[cairo] New PDF backend snapshot

Wed Dec 22 11:51:07 PST 2004

Carl Worth wrote:
> On Tue, 21 Dec 2004 17:51:26 -0500, Kristian Høgsberg wrote:
> 
>>backend specific "meta data" for the underlying resource.  The only 
>>difference with the PDF backend is that it doesn't rely on an external 
>>library.
> 
> That's the key difference there. I'd like to reduce the amount of
> setup-work needed before a user can begin using cairo as much as
> possible. When an external library is involved, there's not much I can
> do about that in cairo of course, (though higher-level libraries could
> still help out).
> 
>>It is certainly possible to remove cairo_pdf_document_t from 
>>the public API and manipulate document properties through the surface 
>>object.  An alternative route would be to split part of the backend into 
>>it's own library and namespace like glitz.
> 
> I would suggest the former. A separate library could make sense if it
> were designed to be a general-purpose PDF creation library. I can
> think of a lot of things that would belong there that don't fit well
> in cairo. But I don't know of any such PDF library that already
> exists, and I didn't get the idea that you were interested in creating
> one.

As long as I'm just testing the backend on the cairo snippets, a simple, 
easy to use API is fine.  But if you want to create a "real" PDF 
document, you'll want to set the author and creator, you'll want 
bookmarks (table of contents).  I just want to make sure that there is a 
way we can add these things later when it becomes more clear what kind 
of meta data we want to support.

Oh, and I'm not sure a standalone PDF library makes sense here - the API 
would look very much like cairo's plus a number of PDF specific meta 
data functions and at that point, why not just use cairo?

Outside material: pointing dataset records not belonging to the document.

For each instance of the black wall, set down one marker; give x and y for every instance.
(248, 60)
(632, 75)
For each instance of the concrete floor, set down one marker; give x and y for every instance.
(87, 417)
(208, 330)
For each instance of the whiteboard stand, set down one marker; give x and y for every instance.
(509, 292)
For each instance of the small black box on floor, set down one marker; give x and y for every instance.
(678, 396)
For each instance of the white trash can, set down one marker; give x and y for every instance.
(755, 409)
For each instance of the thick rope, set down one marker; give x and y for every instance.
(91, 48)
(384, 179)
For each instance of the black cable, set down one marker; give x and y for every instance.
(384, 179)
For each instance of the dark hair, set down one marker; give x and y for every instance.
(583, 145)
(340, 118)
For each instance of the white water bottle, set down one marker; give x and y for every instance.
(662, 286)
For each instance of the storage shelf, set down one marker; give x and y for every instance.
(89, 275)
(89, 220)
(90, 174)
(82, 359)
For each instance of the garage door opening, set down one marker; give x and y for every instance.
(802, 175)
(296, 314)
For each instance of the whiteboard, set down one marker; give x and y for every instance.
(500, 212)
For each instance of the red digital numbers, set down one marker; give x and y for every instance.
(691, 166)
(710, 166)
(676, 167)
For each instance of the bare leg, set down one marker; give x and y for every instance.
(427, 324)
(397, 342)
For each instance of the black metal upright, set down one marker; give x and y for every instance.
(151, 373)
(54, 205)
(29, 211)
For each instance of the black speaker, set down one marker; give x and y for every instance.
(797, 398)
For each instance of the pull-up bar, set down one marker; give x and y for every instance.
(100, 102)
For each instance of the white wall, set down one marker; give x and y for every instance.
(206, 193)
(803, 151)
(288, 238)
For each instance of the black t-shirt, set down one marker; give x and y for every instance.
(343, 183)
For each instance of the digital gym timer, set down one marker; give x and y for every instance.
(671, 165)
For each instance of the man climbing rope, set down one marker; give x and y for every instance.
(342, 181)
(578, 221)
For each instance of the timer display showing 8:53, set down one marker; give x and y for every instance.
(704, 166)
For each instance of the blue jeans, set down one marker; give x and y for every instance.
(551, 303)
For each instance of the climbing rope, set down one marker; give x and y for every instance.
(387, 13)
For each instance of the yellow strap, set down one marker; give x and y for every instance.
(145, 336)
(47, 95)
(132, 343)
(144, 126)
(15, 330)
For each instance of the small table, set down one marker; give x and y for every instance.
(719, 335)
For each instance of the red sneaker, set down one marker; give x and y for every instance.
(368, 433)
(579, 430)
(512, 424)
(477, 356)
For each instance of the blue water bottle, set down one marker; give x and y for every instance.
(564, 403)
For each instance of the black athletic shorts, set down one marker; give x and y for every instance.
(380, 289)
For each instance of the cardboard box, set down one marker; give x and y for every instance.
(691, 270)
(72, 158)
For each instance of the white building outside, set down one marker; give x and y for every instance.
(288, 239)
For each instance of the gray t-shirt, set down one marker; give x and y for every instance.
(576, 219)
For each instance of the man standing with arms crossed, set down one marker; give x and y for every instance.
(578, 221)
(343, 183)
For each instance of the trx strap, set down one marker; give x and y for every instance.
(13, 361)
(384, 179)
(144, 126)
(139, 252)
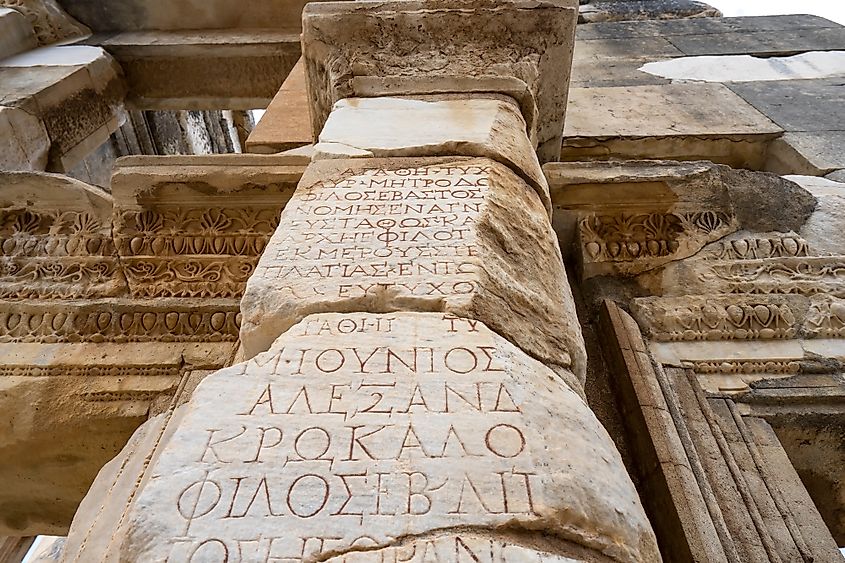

But other than that, sure, I'll push the cairo_pdf_document_t back into 
the PDF backend and change the public API so it matches the PS API.

> And without cairo_pdf_document_t, we could still switch to some
> external PDF library later if something does appear.
> 
> 
>>>>+void
>>>>+cairo_set_target_pdf (cairo_t  *cr,
>>>>+                     cairo_pdf_document_t *document);
>>
>>I understand that I'm breaking the rule here, I'm just not sure how you 
>>would do it otherwise.
> 
> 
> The convention I want is that the following template should work for
> all backend:
> 
> 	cairo_surface_t *surface;
> 	surface = cairo_foo_surface_create (/* foo-specific args*/);
> 	cairo_set_target_surface (cr, surface);
> 	cairo_surface_destroy (surface);
> 
> And, for all backends, there is a convenience function that achieves
> the same, but without making the user manage a surface object:
> 
> 	cairo_set_target_foo (/* foo-specific args */);
> 
> 
>>Of course, dropping cairo_pdf_document_t from 
>>the API would require both to take the same arguments as 
>>cairo_pdf_document_create(), which would solve the problem.
> 
> 
> Yes.
> 
> 
>>                                                            But if you 
>>did that, cairo_pdf_surface_create() could only be used for creating a 
>>surface to be used with cairo_set_target_surface() - you couldn't 
>>composite it into another PDF surface since it would belong to a 
>>different document.
> 
> That would be broken. Perhaps what you are calling
> cairo_pdf_document_t should just be renamed cairo_pdf_surface_t?

Ugh... that's what I first did, and the split into document and surface 
was done primarily to support compositing of one PDF surface onto 
another.  I'm generating PDF as the user draws.  Compositing PDF 
surfaces is done by referencing a stream of drawing operators from 
elsewhere in the file.  Referencing a stream of drawing operators from 
another file is not possible with the current design.

If this operation must be supported,  I'll need to queue up all the 
drawing in memory for a surface and only write the PDF drawing operators 
to file when cairo_show_page() is called.  In a way, much like the 
current PS backend uses an image surface.  I'm not saying I don't like 
the idea, it's just a major rewrite, plus it will use more memory.  In 
fact, I think something like this will be necessary for the "real" PS 
backend, since you need to do a global analysis on the final stream of 
drawing commands to figure out where to use bitmaps.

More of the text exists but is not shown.